Various embodiments of this disclosure relate to database systems and, more particularly, to high-performance hash joins using memory with internal parallelism.
A join is a common and important relational database operation. Given two database tables and a selected column that appears in both, for each row in one table, a join seeks to extract the value in the selected column and to identify one or more rows in the second table that have the same value in this selected column. The result of the join is a table having rows that are a combination of those from the first and second table, each row having values joined across the tables due to a like value in the selected column. Not all columns from the corresponding rows need be included in the resulting table, depending on the details of the join instruction initiating the procedure.
The selected column on which the join is performed is referred to as the join key. The first table is referred to herein as the fact table, and the second table is referred to herein as the dimension table.
A common approach to implementing joins is through a technique known as a hash join. A hash join procedure generally includes two phases: (a) build the hash table (i.e., the build phase); and then (b) probe the hash table (i.e., the probe phase). In the build phase, a hash table is constructed from hashed join-key values from the dimension table. Within a row of the hash table corresponding to a row of the dimension table, a pointer to the corresponding row or desired data from the corresponding row may be included in the hash-table entry and used to assist in the join. In the probe phase, values of the join key are read from the various rows of the fact table and then hashed, and the corresponding hash-table entry is retrieved from memory and examined to see if it contains the join-key value from the fact table. If there is a hit in the hash table, a join is performed with selected data from the appropriate rows in the fact table and the dimension table.
Efficient implementation of join algorithms is critical for the performance of many database queries. For hash joins, as for other join algorithms, overall performance is often affected by the potentially large amount of data in the two tables. If the two tables are stored in a columnar format, storage of join-key values for successive rows is generally adjacent in memory. Thus, reading entries from the dimension table during the build phase and from the fact table during the probe phase can operate at speeds approaching peak memory bandwidth limits, given mechanisms such as hardware prefetch, which enable efficient sequential accesses to external dynamic random-access memory (DRAM).
Accesses into the hash table during the probe phase, however, are data-dependent and random, due to the use of hash functions.

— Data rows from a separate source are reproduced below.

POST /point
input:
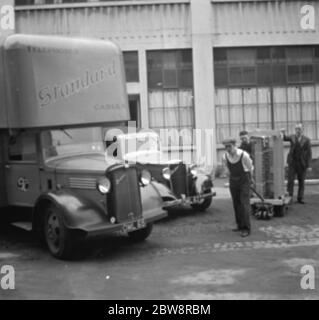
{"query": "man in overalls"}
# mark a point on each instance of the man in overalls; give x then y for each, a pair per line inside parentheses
(240, 167)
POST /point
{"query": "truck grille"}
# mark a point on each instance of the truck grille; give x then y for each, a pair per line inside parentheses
(124, 201)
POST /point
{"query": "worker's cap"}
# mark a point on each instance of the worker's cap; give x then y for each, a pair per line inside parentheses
(229, 141)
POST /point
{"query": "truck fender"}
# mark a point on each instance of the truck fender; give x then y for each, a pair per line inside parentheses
(163, 191)
(78, 212)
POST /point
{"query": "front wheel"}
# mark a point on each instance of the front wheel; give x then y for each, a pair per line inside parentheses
(141, 234)
(57, 236)
(203, 204)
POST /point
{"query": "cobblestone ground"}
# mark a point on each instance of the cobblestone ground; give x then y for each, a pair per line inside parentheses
(189, 255)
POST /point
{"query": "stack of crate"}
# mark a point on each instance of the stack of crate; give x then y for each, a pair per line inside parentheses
(267, 153)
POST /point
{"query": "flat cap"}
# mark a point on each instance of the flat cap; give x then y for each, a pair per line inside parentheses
(229, 141)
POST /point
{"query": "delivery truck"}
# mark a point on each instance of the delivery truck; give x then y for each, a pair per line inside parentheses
(58, 95)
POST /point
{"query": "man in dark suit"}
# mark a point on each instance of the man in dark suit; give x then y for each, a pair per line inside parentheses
(298, 161)
(245, 143)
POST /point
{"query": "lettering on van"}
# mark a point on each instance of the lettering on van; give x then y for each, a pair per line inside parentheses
(23, 184)
(51, 94)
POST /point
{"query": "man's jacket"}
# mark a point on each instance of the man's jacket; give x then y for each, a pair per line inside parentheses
(304, 155)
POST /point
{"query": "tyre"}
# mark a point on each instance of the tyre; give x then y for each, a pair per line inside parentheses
(141, 234)
(57, 236)
(203, 205)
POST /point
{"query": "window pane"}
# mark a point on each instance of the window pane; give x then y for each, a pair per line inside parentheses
(242, 56)
(278, 54)
(185, 78)
(235, 75)
(169, 60)
(155, 79)
(264, 74)
(154, 60)
(131, 66)
(220, 56)
(170, 79)
(22, 147)
(307, 73)
(249, 75)
(185, 59)
(263, 55)
(279, 74)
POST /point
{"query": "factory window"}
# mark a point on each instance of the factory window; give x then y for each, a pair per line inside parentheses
(170, 93)
(22, 146)
(266, 87)
(131, 66)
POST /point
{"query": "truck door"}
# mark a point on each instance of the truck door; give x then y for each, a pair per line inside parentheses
(22, 170)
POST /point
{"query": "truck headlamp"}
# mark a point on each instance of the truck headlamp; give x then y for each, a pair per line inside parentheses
(166, 173)
(145, 177)
(104, 185)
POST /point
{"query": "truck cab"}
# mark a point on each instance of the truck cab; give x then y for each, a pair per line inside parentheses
(60, 95)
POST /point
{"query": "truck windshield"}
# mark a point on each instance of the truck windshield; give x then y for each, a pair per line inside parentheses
(72, 141)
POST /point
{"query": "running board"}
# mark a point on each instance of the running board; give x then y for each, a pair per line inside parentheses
(25, 225)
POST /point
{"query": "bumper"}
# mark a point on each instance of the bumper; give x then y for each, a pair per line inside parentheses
(106, 227)
(276, 202)
(188, 200)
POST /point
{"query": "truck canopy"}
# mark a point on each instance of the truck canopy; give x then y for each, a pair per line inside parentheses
(53, 81)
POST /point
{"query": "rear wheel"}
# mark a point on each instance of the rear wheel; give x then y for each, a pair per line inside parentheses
(141, 234)
(203, 204)
(57, 236)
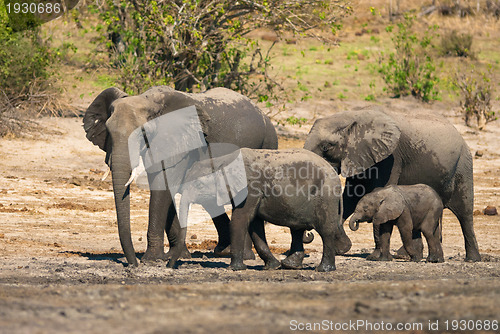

Double-data-rate (DDR) DRAM cannot efficiently support large numbers of data-dependent random read requests, because of the limited number of internal responders, or banks, that can extract data from the DRAM cells in parallel. Moreover, because the read requests are data-dependent and random and the hash table can be large, even caches as large as 100 MB provide little or no benefit unless extensive additional work is done to partition the hash table. Thus, the data-dependent random accesses to the hash table dominate in the performance of hash joins.
Recently, DRAM has become available in a form that provides a dramatic increase, by one to two orders of magnitude, in the number of responders that can operate in parallel inside the DRAM. One example is the so-called “hybrid memory cube” (HMC), described in a specification from the Hybrid Memory Cube Consortium. HMCs are expected to be available with 256 independent responders in a 4 GB DRAM structure. The present disclosure refers to DRAM configurations that incorporate relatively large numbers of independent responders as “DRAM with extensive internal parallelism,” or “DRAM with EIP,” and the term “DRAM” herein can refer to various types of DRAM, including, for example, DRAM with EIP. For example, and not by way of limitation, DRAM with EIP may have the following characteristics: (1) a large number of responders, such as two hundred or more but fewer may also be acceptable, that can return data in parallel, with differential latencies that are small compared with the bulk latency for a single isolated read request; and (2) high aggregate interface bandwidth (e.g., for the Micron HMC, this can exceed 200 GB/s aggregated over several physical links).